Cairo: The retrial of former Egyptian president Hosni Mubarak begins on Saturday in Cairo, but the ousted strongman’s fate has been eclipsed by the deadly turmoil and economic woes gripping the country.
Mubarak, his interior minister Habib Al Adly and six security chiefs are to face court again over their complicity in the murder and attempted murder of hundreds of peaceful protesters on January 25-31, 2011.
His sons Jamal and Ala’a — once symbols of power and wealth — will be retried on corruption charges along with their father. Business tycoon Hussain Salem is being tried in absentia.
The hearing will be held at the police academy that once bore Mubarak’s name in a Cairo suburb, and a group of staunch supporters have said on social media websites that they will be there to stand by their former leader.
The initial trial in August 2011 was a big moment for the country and the region because it was the first time an Arab leader deposed by his people appeared personally in court.
But the drama of those first days, which saw an ailing Mubarak wheeled into court on a stretcher, has since fizzled.
There had been dozens of newspaper columns and talk show episodes dedicated to what was dubbed “the trial of the century”.
This time round, there is scant mention of Mubarak in the press or on television or even in private, save for the fact that earlier this week the public prosecutor extended his detention on corruption charges.
Mubarak, who turns 85 in May, has suffered several health scares and the state news agency even reported him clinically dead at one point as he slipped into a coma.
He is currently being treated at a military hospital in Cairo.
In January, Egypt’s highest court, the Court of Cassation, ordered a retrial for Mubarak after accepting an appeal against his life sentence, citing procedural failings.
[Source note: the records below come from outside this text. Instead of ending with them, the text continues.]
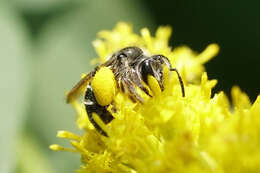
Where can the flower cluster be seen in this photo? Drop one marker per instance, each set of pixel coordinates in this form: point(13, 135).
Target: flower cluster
point(200, 132)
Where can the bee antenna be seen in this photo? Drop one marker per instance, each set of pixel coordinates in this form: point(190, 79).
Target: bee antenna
point(180, 80)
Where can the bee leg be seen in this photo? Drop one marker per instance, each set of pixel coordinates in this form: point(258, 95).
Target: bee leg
point(92, 106)
point(140, 85)
point(130, 87)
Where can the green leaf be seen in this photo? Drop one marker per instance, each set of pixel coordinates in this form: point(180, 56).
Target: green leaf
point(15, 83)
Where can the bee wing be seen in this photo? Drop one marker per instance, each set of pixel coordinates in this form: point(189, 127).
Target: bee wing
point(79, 88)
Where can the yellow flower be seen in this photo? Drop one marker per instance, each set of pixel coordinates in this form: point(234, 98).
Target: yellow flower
point(169, 133)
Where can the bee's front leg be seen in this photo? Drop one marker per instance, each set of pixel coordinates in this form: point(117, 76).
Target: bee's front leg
point(92, 106)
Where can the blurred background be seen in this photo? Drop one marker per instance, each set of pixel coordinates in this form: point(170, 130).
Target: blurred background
point(46, 44)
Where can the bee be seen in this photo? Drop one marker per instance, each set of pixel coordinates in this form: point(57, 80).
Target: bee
point(131, 68)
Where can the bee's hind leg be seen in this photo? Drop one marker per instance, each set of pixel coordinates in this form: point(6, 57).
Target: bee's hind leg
point(92, 106)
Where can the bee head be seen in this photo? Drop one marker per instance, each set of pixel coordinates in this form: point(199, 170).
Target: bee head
point(128, 55)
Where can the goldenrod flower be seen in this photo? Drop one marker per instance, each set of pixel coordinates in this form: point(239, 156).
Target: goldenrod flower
point(200, 132)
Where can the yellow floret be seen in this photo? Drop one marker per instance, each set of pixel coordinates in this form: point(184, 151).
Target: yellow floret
point(104, 86)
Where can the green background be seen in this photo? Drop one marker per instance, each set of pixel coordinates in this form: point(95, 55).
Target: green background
point(46, 44)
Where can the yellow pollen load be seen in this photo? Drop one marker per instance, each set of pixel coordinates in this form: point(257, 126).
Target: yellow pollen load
point(104, 86)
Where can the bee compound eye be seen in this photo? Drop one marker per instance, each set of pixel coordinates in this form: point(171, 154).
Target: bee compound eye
point(121, 56)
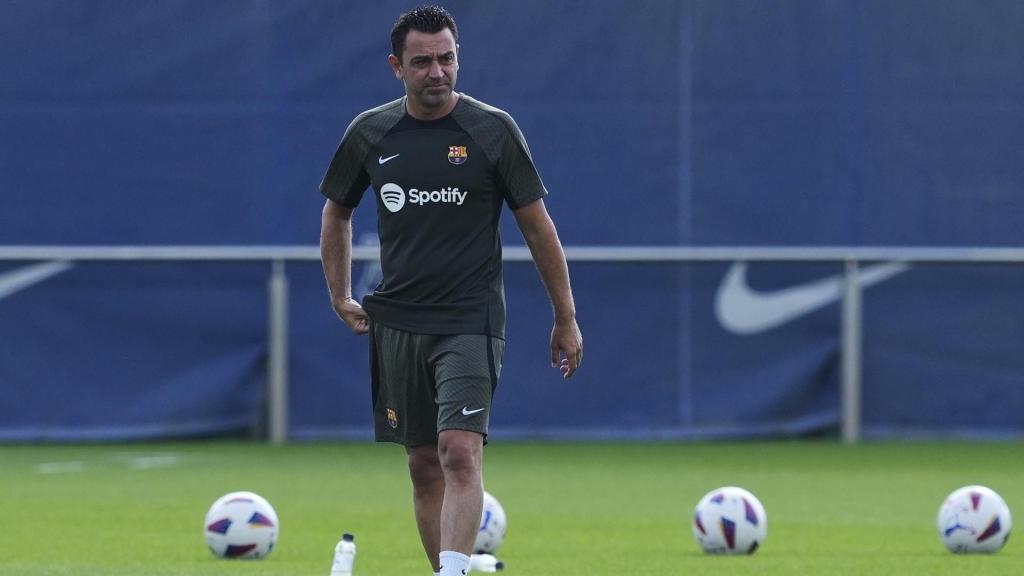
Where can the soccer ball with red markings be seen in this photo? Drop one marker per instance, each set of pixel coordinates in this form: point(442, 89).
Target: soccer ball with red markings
point(974, 519)
point(241, 525)
point(730, 521)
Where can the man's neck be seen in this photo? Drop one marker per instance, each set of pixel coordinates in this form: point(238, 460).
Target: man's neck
point(421, 114)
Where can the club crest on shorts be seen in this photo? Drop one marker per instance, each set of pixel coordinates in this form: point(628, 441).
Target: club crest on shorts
point(458, 155)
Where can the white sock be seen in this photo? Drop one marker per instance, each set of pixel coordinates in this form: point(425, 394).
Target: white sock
point(454, 564)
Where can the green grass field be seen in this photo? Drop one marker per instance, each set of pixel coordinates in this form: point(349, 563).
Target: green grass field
point(587, 509)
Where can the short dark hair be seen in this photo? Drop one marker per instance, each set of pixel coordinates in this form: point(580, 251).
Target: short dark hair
point(429, 19)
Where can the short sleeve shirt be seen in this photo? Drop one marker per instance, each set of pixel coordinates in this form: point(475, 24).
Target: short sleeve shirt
point(439, 188)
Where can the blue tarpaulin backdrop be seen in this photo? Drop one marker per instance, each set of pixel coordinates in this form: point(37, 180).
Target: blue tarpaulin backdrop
point(714, 122)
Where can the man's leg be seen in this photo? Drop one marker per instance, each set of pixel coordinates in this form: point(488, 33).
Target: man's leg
point(461, 454)
point(428, 495)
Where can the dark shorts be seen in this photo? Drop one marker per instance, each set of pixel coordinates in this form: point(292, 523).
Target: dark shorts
point(425, 383)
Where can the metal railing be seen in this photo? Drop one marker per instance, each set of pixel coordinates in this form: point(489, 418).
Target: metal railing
point(851, 257)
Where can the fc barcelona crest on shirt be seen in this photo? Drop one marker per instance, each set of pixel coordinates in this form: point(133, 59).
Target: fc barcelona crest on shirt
point(458, 155)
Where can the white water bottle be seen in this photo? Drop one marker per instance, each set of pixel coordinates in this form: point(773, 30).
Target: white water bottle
point(484, 563)
point(344, 557)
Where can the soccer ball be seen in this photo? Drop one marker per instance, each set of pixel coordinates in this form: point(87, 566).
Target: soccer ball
point(493, 526)
point(730, 521)
point(241, 525)
point(974, 519)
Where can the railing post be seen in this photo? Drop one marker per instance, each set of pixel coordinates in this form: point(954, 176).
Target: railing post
point(276, 369)
point(851, 355)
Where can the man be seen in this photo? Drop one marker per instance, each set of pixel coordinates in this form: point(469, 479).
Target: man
point(441, 164)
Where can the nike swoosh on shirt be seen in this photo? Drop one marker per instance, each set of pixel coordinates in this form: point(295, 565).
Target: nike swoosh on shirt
point(19, 279)
point(742, 310)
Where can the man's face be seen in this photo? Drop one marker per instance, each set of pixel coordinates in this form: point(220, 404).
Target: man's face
point(428, 69)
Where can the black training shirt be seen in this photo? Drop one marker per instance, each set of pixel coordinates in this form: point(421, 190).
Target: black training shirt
point(439, 187)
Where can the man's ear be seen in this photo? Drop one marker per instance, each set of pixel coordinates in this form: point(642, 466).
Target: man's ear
point(395, 66)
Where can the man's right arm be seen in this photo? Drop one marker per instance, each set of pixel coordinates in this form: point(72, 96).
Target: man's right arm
point(336, 254)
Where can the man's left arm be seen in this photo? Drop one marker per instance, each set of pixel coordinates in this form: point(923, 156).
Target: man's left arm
point(541, 236)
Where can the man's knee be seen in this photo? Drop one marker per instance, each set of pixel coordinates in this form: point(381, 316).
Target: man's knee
point(424, 466)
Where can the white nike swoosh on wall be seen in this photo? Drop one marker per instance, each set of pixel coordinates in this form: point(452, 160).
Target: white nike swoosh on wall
point(19, 279)
point(741, 310)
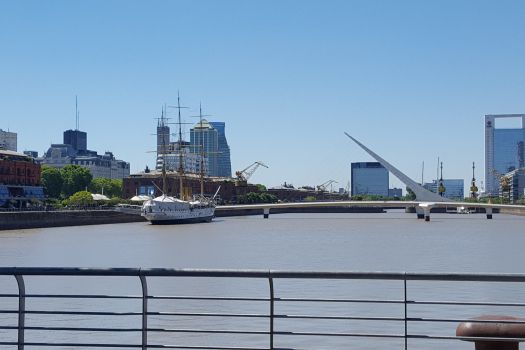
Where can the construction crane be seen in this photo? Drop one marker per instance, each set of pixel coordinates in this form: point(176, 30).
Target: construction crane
point(504, 183)
point(244, 175)
point(322, 187)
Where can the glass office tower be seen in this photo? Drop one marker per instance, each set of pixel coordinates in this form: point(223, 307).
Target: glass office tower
point(369, 178)
point(224, 166)
point(504, 150)
point(205, 135)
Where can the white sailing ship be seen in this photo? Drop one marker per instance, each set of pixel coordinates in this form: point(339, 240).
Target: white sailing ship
point(170, 210)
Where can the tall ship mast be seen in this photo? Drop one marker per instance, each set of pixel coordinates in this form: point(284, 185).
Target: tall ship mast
point(167, 209)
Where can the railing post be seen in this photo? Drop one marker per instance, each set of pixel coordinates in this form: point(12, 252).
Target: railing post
point(144, 311)
point(21, 310)
point(270, 280)
point(406, 311)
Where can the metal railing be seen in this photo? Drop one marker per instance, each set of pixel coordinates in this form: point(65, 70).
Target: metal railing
point(400, 320)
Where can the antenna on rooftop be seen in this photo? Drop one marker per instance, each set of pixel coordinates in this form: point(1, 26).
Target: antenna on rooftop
point(77, 121)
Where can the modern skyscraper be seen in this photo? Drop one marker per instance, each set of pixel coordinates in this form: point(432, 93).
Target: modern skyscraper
point(8, 140)
point(504, 150)
point(163, 136)
point(224, 166)
point(205, 138)
point(369, 178)
point(76, 138)
point(454, 188)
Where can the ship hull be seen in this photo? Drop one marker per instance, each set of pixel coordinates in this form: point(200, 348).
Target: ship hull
point(181, 221)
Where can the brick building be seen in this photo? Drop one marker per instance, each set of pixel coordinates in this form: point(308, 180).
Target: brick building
point(151, 183)
point(19, 179)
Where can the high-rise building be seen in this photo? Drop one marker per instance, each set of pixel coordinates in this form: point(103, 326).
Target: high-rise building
point(163, 137)
point(224, 166)
point(205, 138)
point(76, 138)
point(74, 151)
point(454, 188)
point(8, 140)
point(504, 150)
point(369, 178)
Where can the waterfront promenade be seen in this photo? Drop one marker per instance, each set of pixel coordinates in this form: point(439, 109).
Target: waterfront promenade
point(33, 219)
point(355, 244)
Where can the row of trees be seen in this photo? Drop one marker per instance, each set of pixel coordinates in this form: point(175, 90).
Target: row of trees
point(64, 182)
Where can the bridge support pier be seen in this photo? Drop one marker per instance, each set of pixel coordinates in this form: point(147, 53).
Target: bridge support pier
point(427, 214)
point(424, 208)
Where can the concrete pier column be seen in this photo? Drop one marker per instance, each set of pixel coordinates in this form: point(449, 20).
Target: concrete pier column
point(427, 214)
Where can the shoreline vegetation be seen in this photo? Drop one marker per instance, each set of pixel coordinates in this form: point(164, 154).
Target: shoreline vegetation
point(16, 220)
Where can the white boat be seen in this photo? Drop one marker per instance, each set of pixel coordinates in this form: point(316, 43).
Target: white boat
point(170, 210)
point(166, 209)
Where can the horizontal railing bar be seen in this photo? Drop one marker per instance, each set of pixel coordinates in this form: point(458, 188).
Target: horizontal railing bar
point(82, 296)
point(355, 318)
point(151, 313)
point(416, 319)
point(202, 347)
point(465, 303)
point(209, 331)
point(151, 297)
point(76, 329)
point(150, 346)
point(164, 313)
point(158, 272)
point(363, 335)
point(82, 313)
point(366, 301)
point(168, 297)
point(445, 337)
point(83, 345)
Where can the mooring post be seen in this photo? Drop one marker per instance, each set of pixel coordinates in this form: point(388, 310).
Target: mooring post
point(21, 310)
point(427, 214)
point(420, 213)
point(425, 208)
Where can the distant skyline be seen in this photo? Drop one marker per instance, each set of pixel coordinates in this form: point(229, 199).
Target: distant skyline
point(412, 80)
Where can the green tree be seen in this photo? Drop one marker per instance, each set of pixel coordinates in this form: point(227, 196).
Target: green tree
point(81, 199)
point(76, 178)
point(410, 196)
point(52, 181)
point(109, 187)
point(254, 197)
point(261, 188)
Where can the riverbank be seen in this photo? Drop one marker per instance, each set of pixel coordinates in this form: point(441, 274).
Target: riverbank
point(41, 219)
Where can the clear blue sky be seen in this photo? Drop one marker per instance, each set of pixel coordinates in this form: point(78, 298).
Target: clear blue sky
point(410, 79)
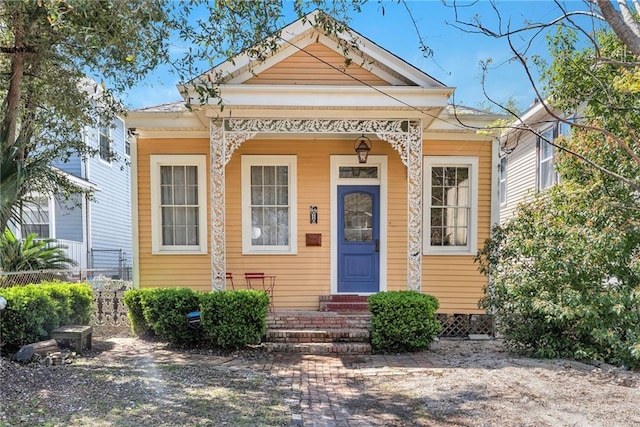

Al Adly had also been sentenced to life over his involvement in the deaths of the protesters, but controversially his security chiefs had been acquitted, sparking widespread anger and protests after the verdict in June.
President Mohammad Mursi, who won elections last June on the Muslim Brotherhood’s ticket, had pledged new trials for former regime officials, including Mubarak, implicated in the protesters’ deaths.
But Mursi’s presidency has been plagued by unrest and deadly clashes between protesters and police, a revolt in the canal cities, sectarian violence and a devastating economic crisis, in what many fear is bringing Egypt to the brink of chaos.
“The country is largely unlikely to pay attention to the trial,” said H.A Hellyer, a non-resident fellow at the Brookings Institution.
“There is the potential that the ruling party use the trial to deflect attention from the problems they are facing,” said Hellyer.
But despite the fact that what happens to Mubarak seems of little relevance to many, there is still widespread anger over the fact that no one has been held accountable for nearly 900 deaths during the 18-day uprising.
Mubarak’s epic fall from power, from the dictatorial head of the Arab world’s most populous nation to a defendant behind bars, was for many a promising sign the revolution which toppled him was on the right track.
But the case against the former president verged on the farcical, with patchwork evidence and prosecution witnesses exonerating the defendants, according to legal experts.